Fed ve Altına Yönelik Talep
ABD Başkanı Donald Trump'ın, Fed Başkanlığı için yeni bir ismi eylül ya da ekim ayında seçip açıklamayı değerlendirdiği yönündeki haber akışı da Fed'in bağımsızlığına ilişkin endişeleri artırarak altına talebin artmasına neden olmuştur.
- Dünya Altın Konseyi verilerine göre, fiziksel altınla desteklenen borsa yatırım fonlarına (ETF'ler) yılın ilk yarısında 2020'den bu yana en büyük yatırımcı girişi yaşanmıştır.
- Konseyin anketine katılanların %95'i altın rezervlerinin artacağını öngörmektedir.
Altının Ons Fiyatındaki Artış
Altının ons fiyatı, yılın ilk yarısında %26 artışla 3.303 dolara kadar yükselmiştir.
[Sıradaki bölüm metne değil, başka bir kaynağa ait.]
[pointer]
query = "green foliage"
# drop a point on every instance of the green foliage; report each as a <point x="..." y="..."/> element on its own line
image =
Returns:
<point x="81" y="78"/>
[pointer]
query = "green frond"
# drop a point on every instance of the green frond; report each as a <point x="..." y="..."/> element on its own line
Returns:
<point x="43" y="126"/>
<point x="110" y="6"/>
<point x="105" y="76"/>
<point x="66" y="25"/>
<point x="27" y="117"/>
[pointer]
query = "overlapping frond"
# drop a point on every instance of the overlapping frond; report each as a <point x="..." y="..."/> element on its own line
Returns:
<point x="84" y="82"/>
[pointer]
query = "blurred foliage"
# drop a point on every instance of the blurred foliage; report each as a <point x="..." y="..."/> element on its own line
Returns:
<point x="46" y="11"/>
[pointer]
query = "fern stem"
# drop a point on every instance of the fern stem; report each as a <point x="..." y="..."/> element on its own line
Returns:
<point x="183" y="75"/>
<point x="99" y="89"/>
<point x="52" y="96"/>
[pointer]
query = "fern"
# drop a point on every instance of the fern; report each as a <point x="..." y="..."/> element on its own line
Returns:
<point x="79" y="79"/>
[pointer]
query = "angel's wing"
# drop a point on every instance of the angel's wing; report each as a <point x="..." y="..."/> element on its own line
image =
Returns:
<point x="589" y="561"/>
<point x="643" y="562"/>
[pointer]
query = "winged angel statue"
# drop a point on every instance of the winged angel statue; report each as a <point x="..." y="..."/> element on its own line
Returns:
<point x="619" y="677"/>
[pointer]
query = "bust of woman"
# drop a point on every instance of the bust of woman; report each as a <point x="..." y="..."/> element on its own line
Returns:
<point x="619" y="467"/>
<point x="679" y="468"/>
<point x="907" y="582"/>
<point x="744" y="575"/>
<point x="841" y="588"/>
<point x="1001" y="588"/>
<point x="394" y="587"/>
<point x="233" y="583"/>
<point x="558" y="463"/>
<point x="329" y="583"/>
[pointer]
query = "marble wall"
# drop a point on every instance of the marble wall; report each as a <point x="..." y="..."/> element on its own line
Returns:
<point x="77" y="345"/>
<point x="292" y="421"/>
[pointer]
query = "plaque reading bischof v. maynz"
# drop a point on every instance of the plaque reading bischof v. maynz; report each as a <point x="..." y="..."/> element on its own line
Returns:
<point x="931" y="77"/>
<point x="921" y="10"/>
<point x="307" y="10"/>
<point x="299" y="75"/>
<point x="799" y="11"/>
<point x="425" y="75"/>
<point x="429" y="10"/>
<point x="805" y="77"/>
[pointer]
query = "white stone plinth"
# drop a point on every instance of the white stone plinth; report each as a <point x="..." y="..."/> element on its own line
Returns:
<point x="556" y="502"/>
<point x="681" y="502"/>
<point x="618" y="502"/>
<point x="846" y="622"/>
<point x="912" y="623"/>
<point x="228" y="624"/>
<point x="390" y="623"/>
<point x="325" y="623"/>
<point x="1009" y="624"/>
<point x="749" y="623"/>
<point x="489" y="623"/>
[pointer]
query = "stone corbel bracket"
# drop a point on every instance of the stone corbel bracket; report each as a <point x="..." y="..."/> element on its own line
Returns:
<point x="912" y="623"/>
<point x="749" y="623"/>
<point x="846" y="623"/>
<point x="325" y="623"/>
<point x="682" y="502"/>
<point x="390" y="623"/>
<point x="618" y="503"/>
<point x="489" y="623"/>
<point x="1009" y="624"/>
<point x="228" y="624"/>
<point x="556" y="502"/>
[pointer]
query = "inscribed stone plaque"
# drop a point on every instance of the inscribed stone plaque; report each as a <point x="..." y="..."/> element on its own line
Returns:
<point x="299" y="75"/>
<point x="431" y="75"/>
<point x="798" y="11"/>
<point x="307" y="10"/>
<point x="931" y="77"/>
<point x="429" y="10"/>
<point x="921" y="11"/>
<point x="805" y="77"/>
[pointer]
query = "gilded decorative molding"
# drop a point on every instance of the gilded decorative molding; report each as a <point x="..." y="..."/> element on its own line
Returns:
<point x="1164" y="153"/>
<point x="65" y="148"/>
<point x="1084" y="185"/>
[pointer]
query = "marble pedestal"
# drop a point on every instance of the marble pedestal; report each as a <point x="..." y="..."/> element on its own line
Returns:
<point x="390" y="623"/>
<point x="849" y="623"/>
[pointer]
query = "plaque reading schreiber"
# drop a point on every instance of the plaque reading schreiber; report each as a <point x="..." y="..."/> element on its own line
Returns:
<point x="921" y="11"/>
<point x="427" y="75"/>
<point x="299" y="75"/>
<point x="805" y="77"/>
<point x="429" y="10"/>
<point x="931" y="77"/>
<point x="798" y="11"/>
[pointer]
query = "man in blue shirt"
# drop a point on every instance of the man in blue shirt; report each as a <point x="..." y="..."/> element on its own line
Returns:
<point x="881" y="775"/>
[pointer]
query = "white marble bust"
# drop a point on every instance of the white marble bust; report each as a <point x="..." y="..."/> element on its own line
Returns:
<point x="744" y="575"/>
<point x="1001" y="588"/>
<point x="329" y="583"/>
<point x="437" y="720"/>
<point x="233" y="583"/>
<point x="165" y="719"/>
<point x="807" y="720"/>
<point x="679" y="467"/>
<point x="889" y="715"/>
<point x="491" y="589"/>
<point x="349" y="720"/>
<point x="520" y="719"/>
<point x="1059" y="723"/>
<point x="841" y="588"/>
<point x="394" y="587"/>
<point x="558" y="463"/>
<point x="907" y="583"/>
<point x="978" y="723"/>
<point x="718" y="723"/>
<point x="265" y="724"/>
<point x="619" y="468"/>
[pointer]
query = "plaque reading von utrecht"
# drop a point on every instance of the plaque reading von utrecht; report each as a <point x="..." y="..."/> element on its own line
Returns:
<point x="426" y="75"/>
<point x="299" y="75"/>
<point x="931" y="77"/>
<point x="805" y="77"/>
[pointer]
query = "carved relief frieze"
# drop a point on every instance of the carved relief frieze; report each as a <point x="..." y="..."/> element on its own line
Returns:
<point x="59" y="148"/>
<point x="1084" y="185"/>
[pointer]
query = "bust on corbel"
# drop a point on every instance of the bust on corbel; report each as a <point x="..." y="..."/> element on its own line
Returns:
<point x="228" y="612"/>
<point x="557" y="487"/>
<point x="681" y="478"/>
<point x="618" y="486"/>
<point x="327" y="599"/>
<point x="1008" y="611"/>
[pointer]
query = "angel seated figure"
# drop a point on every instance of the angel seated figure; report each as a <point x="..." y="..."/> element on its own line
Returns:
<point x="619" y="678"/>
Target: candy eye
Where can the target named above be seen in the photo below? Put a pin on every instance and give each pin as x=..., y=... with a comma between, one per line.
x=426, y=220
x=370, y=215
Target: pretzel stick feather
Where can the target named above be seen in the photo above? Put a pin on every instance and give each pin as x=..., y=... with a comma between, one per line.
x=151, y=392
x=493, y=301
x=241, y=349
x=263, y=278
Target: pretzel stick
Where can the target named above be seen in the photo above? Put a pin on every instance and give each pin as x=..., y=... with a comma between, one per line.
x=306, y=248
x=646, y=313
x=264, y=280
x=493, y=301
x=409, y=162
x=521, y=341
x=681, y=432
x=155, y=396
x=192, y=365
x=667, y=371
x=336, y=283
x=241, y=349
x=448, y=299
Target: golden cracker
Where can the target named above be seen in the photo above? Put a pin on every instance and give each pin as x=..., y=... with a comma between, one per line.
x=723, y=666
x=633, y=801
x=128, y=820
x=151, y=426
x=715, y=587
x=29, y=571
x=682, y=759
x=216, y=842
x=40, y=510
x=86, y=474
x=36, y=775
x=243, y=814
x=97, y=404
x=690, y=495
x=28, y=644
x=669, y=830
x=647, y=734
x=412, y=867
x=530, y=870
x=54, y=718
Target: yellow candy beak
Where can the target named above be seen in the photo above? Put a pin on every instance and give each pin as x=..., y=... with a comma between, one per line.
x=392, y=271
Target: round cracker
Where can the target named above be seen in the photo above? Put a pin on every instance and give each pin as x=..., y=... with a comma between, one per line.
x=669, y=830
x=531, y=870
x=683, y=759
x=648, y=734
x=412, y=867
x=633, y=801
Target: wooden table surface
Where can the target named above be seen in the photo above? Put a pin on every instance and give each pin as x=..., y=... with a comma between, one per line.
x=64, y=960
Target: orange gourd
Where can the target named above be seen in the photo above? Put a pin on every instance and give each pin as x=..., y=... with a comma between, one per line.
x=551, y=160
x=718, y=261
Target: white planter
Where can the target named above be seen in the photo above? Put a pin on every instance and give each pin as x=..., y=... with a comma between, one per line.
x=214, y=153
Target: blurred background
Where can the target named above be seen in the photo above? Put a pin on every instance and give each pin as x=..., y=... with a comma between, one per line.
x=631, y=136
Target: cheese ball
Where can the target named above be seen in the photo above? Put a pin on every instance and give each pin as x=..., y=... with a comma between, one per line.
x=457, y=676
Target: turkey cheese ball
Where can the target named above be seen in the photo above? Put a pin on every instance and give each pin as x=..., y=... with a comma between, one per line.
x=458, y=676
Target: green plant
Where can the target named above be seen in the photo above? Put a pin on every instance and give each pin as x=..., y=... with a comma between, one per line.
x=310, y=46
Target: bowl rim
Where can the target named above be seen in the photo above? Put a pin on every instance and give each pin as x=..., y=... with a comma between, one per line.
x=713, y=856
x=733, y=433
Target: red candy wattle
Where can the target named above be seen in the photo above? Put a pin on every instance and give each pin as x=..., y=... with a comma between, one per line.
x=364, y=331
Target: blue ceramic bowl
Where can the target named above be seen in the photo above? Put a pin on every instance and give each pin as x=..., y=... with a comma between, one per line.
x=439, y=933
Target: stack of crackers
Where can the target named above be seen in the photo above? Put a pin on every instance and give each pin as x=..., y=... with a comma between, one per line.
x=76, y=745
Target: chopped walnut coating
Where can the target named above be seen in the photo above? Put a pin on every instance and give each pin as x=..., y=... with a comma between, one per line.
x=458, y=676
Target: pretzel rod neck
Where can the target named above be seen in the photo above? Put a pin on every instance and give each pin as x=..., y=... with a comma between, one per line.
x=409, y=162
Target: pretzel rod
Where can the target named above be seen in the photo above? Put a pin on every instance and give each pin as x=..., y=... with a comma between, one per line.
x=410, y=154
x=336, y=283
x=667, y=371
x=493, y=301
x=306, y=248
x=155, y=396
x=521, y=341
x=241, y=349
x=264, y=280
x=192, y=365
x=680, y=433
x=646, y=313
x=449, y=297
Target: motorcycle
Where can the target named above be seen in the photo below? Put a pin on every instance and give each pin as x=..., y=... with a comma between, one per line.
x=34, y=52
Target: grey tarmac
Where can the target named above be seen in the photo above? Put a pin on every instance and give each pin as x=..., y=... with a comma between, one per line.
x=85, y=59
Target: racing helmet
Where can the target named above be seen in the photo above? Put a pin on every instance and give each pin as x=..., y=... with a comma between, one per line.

En fazla aylık yükseliş %9,3 ile mart ayında görülmüştür. Ticaret savaşlarına yönelik artan belirsizlikler ve Fed ile ABD hükümeti arasındaki politika uyumsuzluğu endişeleriyle altının ons fiyatı nisanda 3.499,99 doları test etmiştir.
İkinci Yarıda Beklentiler
Ahlatcı Portföy Genel Müdürü Tonguç Erbaş, yılın ikinci yarısında tarife belirsizlikleri ve jeopolitik gerilimlerin azalması beklentileriyle altının ons fiyatının bu yıl sonuna kadar ani bir gelişme dışında 3.700 doları geçmeyeceğini öngörmektedir. 2024 sonunda altının ons fiyatının 3.300-3.500 dolar arasında konumlanacağını tahmin etmektedir.
Erbaş, ons altın fiyatının yılın geri kalan kısmında 3.000 doların altına çok düşeceğini zannetmediğini belirterek, "Bugünden 2.500 dolar, 2.700 dolar bana uzak geliyor. Çünkü yabancı kurumlar da devamlı revizyona gidiyor. 3.000-3.400 arasında bir yerde biz önümüzdeki 6 ayı geçiririz." değerlendirmesinde bulunmuştur.
Doların zayıflamasına dikkat çeken Erbaş, "Dolar, yaklaşık son 50 yılda en hızlı değer kaybını yılın ilk yarısında kaydetti. Tarifeler ile ilgili tahmin ediyorum orta yol bulabileceği şekilde anlaşma yapacak, diğer taraftan jeopolitik risklerin giderilmesi konusunda da orta vadeli bir planı var olduğunu düşünüyorum." demiştir.